The $1.3 billion Herschel observatory was launched May 14 in tandem with Planck, another European telescope designed to seek out the relic light from the Big Bang.


Herschel captured this image of a star-forming region 1,000 light years away in the constellation Aquila. About 700 forming stars are inside this complex of dust and gas, which is located in a mysterious ring of stars called Gould's Belt. Credit: ESA and the SPIRE and PACS consortia, P. André (CEA Saclay) for the Gould's Belt Key Programme Consortia
 
Herschel operates in an orbit around the L2 libration point, a location about 1.5 million kilometers from the night side of Earth, where gravity from the planet and the sun balance to create a stable location for spacecraft studying the cosmos.

Most of Herschel's work is now in routine operations, and the observatory's other two instruments have already collected a scientific bounty of stunningly artistic views of the universe.

Herschel's infrared sensors are cooled by cryogenic liquid helium, allowing the telescope to see faint and distant objects hidden behind dust clouds opaque to the human eye. The spacecraft's coldest detector is chilled to 0.3 Kelvin, or below -459 degrees Fahrenheit.

The telescope will continue operating until the helium runs out in early 2013.

Herschel views the universe through an 11.5-foot-wide primary mirror, the largest telescope ever flown in space.

The observatory's other two instruments are the Photodetector Array Camera and Spectrometer and the Spectral and Photometric Imaging Receiver, respectively called PACS and SPIRE. They are capable of capturing and analyzing images in a wide swath of the electromagnetic spectrum, ranging from infrared to submillimeter wavelengths.

Herschel is the first space telescope to see light in submillimeter wavelengths, which are sandwiched between infrared light and radio waves on the electromagnetic spectrum.

PACS and SPIRE cover different sections of the spectrum, and scientists combine data from both instruments to produce a single image.

"The other two instruments have produced absolutely fantastic initial science, and we now want HIFI to show what it can do," Pilbratt said.

More than 30 science teams presented initial results from Herschel's demonstration observations at a conference in mid-December. The sentiment at the workshop was that Herschel is meeting or surpassing expectations, according to Pilbratt.


This five-color composite image was captured in September, showing filament-like structures of cold gas thousands of light years away in the constellation of the Southern Cross. Scientists did not expect this level of activity in such a dark, cool region of the sky. Credit: ESA and the SPIRE and PACS consortia
 

A team of scientists has already begun using Herschel to look for distant galaxies from the earliest history of the universe. The project is still in its preliminary stages, but researchers from six countries have already used Herschel to observe more than 27,000 galaxies.

"The submillimeter sky is absolutely paved with galaxies," said Jason Glenn, a SPIRE co-investigator from the University of Colorado at Boulder.

Glenn said the Herschel Multi-tiered Extragalactic Survey expects to detect hundreds of thousands of infant galaxies more than 10 billion years old, in the first quarter of the universe's life.

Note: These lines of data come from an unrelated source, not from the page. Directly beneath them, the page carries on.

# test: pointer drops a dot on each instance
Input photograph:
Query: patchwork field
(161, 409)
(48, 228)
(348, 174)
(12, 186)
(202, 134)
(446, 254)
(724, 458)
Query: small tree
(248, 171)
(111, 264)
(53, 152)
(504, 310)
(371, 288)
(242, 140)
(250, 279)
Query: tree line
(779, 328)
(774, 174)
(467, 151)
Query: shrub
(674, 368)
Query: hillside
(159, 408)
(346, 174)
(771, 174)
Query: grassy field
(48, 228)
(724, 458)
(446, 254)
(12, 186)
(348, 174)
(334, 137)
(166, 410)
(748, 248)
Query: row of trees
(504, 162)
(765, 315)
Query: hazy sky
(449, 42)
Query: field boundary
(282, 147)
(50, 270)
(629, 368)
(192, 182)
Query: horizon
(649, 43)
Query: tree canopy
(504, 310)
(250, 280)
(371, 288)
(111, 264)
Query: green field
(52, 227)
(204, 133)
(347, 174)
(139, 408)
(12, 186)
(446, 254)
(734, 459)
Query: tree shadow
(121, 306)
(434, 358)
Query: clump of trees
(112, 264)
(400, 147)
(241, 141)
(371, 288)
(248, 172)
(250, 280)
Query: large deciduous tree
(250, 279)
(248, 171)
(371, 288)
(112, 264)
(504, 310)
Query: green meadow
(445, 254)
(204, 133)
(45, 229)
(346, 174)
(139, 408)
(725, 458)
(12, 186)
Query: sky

Another group is surveying sections of the sky in submillimeter and far infrared light, looking for undetected nearby galaxies, dark matter, blazars and galactic dust. Herschel has already started the observations and detected thousands of sources, ranging from supermassive black holes to infant stars.

The Herschel submillimeter survey found 15,000 light sources in 16 hours of observations. A ground-based survey over 20 nights only discovered five sources in 1998.

Scientists have also pointed Herschel toward Mars, Neptune and a comet in the first phase of a project to study the distribution and behavior of water and other volatile minerals in the solar system.

Herschel has also already peered deep inside the Milky Way's star-making nurseries, clouds of dust housing protostars and dark globules, which are believed to be among the coldest objects in the universe.